A microfluídica é uma nova abordagem
Recentemente, a microfluídica provou ser bem-sucedida na produção de LNPs. No método de focalização microfluídica, um fluxo de solução lipídica em álcool é forçado através de um canal que é intersectado e revestido por um fluxo coaxial de uma fase aquosa (Figura 2A). A difusão recíproca de álcool e água pela interface álcool/água faz com que o lipídio se precipite e se auto-organize em LNPs. As técnicas microfluídicas são robustas, redimensionáveis e altamente reprodutíveis. Para formulações de vacina de mRNA, a mistura lipídica inclui um lipídio catiônico ionizável, juntamente com um PEG-lipídio e lipídios auxiliares (fosfatidilcolina, colesterol), enquanto a fase aquosa contém o ácido nucleico. O lipídio catiônico interage com o ácido nucleico carregado negativamente, resultando em LNPs com alta eficiência de encapsulamento. Podem ser produzidas LNPs de tamanhos definidos e distribuição de tamanho estreito ao controlar com precisão os parâmetros operacionais microfluídicos, como taxa de fluxo e relações de componentes. No entanto, o rendimento do processo é limitado (
Figura 2. Um dispositivo microfluídico de canal único (A) e um dispositivo microfluídico paralelizado (B) original contendo 128 canais de micromistura que trabalham em paralelo
Os primeiros resultados são promissores
Um avanço recente na tecnologia de fabricação permitiu um aumento de mais de 100 vezes nas taxas de produção microfluídica atuais. Foi construído um dispositivo microfluídico contendo 128 canais de micromistura que trabalham em paralelo – um dispositivo microfluídico paralelizado, utilizando uma tecnologia de plataforma de integração microfluídica de grande escala (VLSMI). Os canais misturam quantidades precisas de lipídios e mRNA, criando nanopartículas lipídicas de tamanho controlado e quantidade de mRNA encapsulado com precisão. O dispositivo rende mais de cem vezes que um dispositivo microfluídico de canal único (18,4 L/h) e oferece uma excelente possibilidade de ampliar ainda mais, permitindo assim a produção em massa de nanopartículas lipídicas portadoras de RNA. Os resultados publicados indicam que o dispositivo microfluídico paralelizado produz nanopartículas lipídicas eficazes para uso em terapias e vacinas baseadas em siRNA e mRNA.

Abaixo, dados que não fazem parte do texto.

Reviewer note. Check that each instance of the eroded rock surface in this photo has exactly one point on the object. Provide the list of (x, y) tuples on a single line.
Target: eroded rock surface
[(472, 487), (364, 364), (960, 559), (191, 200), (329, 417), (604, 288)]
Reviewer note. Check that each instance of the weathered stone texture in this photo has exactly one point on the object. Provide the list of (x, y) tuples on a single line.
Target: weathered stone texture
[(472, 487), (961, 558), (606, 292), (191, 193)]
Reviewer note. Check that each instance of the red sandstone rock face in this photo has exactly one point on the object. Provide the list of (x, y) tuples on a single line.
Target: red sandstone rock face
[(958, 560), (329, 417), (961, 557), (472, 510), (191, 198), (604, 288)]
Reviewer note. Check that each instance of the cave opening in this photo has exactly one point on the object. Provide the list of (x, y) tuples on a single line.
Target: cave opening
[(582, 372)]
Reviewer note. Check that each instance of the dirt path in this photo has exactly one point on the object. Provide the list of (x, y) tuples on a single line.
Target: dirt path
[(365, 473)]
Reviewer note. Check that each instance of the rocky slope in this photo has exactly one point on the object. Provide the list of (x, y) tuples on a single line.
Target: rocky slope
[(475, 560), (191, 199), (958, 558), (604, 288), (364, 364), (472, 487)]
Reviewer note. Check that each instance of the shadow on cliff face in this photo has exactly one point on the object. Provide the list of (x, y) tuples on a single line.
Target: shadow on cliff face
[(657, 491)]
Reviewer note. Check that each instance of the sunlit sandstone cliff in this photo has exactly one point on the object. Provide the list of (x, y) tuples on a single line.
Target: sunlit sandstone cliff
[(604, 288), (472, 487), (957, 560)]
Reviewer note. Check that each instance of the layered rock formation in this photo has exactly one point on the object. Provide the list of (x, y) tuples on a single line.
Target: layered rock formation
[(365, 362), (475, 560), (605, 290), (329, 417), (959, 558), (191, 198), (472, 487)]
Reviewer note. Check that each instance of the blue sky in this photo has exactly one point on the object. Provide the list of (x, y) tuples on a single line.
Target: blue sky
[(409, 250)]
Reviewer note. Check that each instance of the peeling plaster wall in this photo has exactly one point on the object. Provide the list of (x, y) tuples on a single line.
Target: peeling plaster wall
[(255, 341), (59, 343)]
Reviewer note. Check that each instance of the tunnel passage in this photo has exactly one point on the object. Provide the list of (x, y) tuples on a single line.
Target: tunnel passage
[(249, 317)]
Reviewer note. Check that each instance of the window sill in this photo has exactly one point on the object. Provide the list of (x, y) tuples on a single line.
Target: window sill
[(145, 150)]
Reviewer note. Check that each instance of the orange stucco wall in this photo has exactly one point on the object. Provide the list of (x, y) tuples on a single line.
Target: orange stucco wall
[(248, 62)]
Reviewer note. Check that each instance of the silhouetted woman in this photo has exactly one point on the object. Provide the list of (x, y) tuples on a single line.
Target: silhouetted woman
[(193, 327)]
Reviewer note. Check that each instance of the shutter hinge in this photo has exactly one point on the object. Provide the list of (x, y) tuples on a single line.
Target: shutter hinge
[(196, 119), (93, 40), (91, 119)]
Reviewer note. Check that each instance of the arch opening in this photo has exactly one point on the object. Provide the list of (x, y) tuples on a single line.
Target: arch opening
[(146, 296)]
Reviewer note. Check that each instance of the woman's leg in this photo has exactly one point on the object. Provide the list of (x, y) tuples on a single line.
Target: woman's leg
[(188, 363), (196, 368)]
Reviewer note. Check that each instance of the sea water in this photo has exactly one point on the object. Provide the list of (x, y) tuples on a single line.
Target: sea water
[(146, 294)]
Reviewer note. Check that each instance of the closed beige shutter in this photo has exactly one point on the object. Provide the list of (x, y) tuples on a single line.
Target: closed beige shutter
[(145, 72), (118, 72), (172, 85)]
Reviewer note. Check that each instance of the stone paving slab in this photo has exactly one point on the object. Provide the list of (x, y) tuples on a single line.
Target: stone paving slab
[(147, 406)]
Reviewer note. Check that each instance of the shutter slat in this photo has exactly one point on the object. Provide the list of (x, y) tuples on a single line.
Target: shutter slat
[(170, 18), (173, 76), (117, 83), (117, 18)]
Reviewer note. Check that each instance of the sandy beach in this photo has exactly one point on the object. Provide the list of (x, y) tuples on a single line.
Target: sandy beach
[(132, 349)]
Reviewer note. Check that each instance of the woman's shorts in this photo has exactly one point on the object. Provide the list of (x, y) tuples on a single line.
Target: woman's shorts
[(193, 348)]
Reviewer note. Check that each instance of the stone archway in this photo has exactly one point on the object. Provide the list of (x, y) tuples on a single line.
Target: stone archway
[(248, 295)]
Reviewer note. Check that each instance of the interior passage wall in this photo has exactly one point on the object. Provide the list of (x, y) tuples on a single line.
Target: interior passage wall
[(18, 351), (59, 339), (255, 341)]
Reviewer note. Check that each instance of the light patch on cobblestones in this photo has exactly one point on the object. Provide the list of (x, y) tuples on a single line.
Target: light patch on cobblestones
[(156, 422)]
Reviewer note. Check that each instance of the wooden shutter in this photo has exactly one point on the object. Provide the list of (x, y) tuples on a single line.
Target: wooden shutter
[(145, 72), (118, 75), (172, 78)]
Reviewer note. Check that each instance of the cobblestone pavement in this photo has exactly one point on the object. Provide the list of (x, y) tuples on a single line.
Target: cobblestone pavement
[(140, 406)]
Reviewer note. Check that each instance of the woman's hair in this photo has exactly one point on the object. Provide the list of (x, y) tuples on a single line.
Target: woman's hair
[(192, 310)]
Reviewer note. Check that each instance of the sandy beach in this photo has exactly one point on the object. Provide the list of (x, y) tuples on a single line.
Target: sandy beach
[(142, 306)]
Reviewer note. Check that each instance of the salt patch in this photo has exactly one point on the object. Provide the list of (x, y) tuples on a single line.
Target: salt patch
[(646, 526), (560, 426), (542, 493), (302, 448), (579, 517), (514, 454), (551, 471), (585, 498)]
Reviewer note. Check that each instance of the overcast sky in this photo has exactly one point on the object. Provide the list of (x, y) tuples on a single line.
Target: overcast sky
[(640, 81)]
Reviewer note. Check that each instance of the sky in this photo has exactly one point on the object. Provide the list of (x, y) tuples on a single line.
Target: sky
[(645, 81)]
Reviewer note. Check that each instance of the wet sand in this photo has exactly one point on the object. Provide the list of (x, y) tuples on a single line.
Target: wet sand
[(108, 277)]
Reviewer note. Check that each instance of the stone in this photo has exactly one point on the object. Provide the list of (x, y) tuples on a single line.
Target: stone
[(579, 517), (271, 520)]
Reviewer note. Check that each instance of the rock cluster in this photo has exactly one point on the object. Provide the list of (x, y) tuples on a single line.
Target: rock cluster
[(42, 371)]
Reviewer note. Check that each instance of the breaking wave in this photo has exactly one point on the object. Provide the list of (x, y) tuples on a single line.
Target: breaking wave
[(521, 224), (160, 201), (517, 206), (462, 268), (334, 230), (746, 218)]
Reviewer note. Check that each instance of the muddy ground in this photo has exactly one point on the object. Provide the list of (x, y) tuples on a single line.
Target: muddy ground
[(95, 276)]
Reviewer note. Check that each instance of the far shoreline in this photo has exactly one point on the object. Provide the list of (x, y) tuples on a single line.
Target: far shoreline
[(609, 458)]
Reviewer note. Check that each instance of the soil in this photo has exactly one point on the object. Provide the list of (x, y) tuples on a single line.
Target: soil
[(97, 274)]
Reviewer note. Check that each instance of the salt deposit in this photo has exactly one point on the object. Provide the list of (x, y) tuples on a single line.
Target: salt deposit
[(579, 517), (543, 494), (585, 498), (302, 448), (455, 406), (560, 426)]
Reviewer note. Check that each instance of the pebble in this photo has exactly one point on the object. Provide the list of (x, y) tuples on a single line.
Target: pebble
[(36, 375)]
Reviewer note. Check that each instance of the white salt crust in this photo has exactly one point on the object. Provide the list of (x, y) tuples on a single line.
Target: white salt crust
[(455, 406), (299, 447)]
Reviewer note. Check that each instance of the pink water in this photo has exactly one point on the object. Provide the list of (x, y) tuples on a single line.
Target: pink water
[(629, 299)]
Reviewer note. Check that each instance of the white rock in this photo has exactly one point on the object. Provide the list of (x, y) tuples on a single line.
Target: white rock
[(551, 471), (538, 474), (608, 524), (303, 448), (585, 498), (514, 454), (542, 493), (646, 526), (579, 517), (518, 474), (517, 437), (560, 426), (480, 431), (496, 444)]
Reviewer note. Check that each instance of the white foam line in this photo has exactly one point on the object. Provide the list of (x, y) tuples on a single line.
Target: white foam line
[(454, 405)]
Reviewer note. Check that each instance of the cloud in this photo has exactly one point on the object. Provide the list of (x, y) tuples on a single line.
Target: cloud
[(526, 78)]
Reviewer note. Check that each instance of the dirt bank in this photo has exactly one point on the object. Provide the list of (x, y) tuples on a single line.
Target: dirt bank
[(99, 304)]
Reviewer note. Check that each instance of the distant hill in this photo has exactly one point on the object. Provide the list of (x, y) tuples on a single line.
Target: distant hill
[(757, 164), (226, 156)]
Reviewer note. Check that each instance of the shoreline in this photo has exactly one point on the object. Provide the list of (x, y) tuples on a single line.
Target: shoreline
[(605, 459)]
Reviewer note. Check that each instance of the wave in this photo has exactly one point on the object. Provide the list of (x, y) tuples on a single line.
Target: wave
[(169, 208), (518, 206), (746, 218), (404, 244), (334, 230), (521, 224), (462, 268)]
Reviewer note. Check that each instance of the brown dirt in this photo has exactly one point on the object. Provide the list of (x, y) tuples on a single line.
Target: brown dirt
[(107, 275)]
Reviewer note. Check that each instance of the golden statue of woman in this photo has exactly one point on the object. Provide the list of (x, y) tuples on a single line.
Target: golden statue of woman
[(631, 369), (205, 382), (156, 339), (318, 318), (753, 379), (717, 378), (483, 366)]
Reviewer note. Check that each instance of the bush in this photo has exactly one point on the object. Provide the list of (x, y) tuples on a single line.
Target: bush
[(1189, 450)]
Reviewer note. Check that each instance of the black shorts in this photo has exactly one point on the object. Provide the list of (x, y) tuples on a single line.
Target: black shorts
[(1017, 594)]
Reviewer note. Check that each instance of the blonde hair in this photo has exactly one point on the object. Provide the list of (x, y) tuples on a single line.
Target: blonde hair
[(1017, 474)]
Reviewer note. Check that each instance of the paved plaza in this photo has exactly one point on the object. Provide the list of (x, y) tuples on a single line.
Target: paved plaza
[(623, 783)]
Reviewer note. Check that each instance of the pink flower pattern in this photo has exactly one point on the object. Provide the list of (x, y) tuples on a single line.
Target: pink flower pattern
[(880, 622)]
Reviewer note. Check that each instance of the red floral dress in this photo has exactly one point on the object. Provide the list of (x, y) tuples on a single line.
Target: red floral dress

A produção de nanopartículas lipídicas viabilizará mais terapias de mRNA
O desenvolvimento de tais vacinas e terapias tem o potencial de revolucionar a medicina pela edição de genes e terapias de substituição de proteínas. Atualmente, as vacinas de mRNA baseadas em LNP entraram em ensaios clínicos contra uma variedade de doenças infecciosas, como vacinas de mRNA modificadas por nucleosídeos para vírus Zika, citomegalovírus, tuberculose e influenza. As vacinas terapêuticas de mRNA têm grande potencial na imunoterapia do câncer contra melanoma, câncer de ovário, câncer de mama e outros tumores sólidos.
É muito promissor o uso de mRNA para a expressão de proteínas terapêuticas no tratamento de uma vasta gama de doenças com a aplicação de terapia de substituição de proteínas. Essa tecnologia de fabricação microfluídica recém-desenvolvida atende à necessidade clínica de produção dimensionável de LNP, altamente precisa e reproduzível, permitindo assim a formulação rápida de LNPs para uma ampla gama de terapias e vacinas de RNA. Embora isso possa não apenas resolver o desafio da distribuição global, é um avanço crítico em uma nova era de possíveis curas e vacinas que o mRNA pode viabilizar.